What We — And Health Professionals — Should Do Now

Given the growing evidence, a few clear steps emerge:

  1. Raise awareness — both among users and medical professionals. Many people still view cannabis as harmless. But chronic high-frequency use carries risks that aren’t widely understood.
  2. Standardize diagnosis — widespread use of ICD-10 codes, better screening for cannabis use in patients with recurrent vomiting or nausea.
  3. Educate on safer use or abstinence — individuals using cannabis for therapy or recreation should understand that “smoke frequently over years” may carry long-term risks.
  4. Support cessation programs — for chronic users, quitting can be difficult. Medical guidance, counseling, and support are needed to help them stop safely.
  5. Further research — scientists must continue to study why CHS affects some but not others, how potency and frequency influence risk, and whether there are other safe treatments or preventive strategies.

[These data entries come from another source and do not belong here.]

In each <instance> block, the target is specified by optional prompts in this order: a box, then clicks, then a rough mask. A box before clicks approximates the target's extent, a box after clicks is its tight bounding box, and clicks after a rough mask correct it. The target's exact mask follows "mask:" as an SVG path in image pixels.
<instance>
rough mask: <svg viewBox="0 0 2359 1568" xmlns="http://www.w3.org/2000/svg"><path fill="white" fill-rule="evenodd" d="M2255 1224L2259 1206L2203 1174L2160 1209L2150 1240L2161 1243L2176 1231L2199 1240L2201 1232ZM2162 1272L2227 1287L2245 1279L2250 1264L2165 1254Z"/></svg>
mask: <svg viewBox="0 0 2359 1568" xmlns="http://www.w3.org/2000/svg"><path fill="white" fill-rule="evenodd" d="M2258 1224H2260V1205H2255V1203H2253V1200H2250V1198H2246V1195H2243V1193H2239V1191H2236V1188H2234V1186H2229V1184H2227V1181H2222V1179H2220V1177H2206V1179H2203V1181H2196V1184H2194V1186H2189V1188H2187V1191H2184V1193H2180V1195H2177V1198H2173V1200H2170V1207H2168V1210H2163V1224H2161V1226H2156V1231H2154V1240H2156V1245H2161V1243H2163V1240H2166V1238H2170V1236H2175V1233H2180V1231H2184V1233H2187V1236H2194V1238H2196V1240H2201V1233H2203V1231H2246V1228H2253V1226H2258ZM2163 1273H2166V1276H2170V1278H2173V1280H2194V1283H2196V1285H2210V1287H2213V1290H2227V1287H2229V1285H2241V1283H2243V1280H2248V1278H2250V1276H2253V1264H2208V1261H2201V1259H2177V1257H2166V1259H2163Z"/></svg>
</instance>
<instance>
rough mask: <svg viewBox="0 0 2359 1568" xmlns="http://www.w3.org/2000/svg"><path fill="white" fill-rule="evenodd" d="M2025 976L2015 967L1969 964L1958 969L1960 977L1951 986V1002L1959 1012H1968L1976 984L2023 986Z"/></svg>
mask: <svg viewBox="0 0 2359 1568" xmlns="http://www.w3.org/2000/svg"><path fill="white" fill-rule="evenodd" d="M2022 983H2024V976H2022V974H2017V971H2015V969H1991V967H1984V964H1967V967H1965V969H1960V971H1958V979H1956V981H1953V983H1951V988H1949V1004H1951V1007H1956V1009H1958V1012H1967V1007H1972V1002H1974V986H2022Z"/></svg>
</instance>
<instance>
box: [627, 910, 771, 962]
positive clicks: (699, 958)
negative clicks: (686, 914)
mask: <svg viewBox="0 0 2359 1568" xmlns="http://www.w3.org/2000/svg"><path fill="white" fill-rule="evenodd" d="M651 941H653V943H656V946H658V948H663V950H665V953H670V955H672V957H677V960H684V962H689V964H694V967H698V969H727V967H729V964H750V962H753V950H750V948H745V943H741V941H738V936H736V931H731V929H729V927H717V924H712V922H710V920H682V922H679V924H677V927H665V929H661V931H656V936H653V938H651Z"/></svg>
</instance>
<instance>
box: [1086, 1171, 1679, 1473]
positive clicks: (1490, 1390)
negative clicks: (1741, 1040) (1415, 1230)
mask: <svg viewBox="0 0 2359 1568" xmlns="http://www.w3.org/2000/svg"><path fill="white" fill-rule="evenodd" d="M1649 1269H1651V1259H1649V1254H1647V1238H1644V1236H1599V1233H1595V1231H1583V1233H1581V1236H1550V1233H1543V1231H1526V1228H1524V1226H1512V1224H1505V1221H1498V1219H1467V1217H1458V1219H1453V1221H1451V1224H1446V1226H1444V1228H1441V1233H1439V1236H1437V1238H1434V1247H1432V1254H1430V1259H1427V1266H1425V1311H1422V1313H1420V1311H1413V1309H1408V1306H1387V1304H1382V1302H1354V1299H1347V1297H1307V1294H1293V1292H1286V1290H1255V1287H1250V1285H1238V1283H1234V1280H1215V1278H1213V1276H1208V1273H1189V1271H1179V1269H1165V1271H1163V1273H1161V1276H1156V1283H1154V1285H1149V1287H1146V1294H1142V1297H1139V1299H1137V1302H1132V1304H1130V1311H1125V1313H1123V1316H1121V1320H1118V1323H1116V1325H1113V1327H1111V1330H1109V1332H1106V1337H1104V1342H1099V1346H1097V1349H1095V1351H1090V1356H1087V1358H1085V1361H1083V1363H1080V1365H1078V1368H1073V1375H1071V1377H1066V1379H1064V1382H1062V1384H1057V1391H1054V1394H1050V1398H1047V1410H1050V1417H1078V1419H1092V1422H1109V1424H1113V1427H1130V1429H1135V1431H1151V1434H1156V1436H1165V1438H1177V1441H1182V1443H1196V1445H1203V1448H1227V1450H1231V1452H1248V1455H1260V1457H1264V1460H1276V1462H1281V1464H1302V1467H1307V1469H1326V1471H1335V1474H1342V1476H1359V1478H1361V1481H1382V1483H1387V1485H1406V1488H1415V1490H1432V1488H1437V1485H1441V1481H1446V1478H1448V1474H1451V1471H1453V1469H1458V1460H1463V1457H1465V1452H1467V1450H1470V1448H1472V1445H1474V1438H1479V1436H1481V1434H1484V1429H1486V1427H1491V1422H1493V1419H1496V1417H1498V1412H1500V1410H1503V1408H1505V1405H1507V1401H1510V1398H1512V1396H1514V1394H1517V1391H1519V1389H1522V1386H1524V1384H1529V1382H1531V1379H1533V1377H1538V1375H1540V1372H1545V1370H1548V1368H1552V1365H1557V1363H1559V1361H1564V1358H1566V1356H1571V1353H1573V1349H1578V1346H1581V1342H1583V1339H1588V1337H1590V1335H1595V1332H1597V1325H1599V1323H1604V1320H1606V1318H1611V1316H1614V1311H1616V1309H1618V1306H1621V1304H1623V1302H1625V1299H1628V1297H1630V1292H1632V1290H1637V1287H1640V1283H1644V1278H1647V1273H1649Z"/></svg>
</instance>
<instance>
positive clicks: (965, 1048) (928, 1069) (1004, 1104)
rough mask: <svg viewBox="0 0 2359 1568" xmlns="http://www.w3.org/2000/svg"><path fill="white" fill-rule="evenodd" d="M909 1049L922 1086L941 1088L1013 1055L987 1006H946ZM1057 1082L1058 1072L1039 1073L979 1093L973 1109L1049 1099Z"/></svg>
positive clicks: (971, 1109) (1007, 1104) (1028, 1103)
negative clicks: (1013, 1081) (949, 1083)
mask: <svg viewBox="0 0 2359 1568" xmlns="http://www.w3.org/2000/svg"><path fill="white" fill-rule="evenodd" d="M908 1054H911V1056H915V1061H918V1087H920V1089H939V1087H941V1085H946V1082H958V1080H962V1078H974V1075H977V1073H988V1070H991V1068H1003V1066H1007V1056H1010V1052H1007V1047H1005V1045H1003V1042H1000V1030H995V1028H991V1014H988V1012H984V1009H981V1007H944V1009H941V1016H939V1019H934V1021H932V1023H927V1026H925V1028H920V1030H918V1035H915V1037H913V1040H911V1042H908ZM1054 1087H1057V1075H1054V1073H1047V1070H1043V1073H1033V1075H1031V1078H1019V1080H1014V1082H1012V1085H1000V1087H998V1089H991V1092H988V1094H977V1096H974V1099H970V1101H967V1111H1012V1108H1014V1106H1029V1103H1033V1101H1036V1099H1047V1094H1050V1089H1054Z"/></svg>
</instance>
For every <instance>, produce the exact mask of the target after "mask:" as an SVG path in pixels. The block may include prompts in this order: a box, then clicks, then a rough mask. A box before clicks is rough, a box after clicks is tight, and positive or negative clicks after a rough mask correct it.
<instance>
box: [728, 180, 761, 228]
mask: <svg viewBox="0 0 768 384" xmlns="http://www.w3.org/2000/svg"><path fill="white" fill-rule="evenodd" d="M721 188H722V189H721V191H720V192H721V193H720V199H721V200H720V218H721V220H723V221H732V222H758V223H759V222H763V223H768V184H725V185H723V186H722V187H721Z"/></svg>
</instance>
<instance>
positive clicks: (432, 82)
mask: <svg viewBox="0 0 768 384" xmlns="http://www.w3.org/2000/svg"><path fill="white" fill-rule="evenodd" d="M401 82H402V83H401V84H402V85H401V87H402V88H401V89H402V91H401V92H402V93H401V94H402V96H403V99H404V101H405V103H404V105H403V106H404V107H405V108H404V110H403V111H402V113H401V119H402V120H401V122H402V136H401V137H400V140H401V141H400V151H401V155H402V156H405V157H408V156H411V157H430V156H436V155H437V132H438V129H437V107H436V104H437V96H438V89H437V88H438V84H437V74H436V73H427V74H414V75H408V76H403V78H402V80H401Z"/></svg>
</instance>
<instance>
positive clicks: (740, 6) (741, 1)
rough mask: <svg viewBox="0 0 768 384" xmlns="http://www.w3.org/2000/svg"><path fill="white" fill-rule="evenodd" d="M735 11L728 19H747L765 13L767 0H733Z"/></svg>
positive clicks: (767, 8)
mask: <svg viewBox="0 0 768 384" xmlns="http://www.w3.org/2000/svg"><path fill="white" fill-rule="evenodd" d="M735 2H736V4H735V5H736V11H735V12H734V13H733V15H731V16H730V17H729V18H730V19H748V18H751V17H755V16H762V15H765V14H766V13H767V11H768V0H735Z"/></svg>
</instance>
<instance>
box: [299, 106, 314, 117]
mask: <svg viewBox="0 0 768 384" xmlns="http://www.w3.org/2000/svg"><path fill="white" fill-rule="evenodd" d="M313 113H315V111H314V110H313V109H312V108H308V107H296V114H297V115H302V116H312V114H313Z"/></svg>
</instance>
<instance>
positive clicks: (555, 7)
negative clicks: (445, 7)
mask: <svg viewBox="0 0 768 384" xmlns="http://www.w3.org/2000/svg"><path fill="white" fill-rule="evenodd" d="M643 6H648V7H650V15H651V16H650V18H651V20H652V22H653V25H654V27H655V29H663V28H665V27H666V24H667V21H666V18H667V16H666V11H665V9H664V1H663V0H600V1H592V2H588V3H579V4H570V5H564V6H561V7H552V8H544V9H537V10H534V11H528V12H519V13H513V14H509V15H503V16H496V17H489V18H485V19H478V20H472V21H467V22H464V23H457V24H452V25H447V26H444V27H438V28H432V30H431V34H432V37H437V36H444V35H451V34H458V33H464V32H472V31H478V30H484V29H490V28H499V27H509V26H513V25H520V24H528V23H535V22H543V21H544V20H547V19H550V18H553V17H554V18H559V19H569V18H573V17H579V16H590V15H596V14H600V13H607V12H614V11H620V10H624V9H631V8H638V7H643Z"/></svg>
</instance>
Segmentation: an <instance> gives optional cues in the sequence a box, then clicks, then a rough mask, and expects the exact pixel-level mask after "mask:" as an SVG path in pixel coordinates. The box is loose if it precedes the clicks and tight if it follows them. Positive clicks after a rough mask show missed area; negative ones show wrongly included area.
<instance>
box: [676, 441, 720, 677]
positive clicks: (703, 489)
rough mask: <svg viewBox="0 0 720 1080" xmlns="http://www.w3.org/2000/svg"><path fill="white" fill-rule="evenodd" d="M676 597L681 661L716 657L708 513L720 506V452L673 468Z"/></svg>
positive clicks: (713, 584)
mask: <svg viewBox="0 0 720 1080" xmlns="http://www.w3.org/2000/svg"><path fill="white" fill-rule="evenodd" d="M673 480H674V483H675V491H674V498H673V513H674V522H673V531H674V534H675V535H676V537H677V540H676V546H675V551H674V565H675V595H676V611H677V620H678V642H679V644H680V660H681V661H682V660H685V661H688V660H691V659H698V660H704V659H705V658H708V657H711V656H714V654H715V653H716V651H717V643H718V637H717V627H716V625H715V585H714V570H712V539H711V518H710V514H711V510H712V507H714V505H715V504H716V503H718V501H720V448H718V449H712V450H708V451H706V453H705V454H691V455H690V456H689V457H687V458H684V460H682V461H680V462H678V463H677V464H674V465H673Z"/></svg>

Final Thoughts: CHS Is Real — And It’s Growing

Cannabis has long been considered among the “safer” psychoactive substances. But as use becomes more widespread — and products become stronger — so do the risks. CHS is a stark example: what once was rare now shows up repeatedly in emergency rooms across the country, especially among younger adults with chronic use.

For those experiencing repeated vomiting, intense nausea, and abdominal pain — especially if they take long hot showers to find relief — CHS should be on the radar.

Quitting cannabis isn’t easy. But for many, it may be the only real way to end the cycle of suffering.

If nothing else, CHS reminds us that even substances seen as benign can carry hidden dangers when used heavily long-term. Awareness, honesty, and medical care can make all the difference.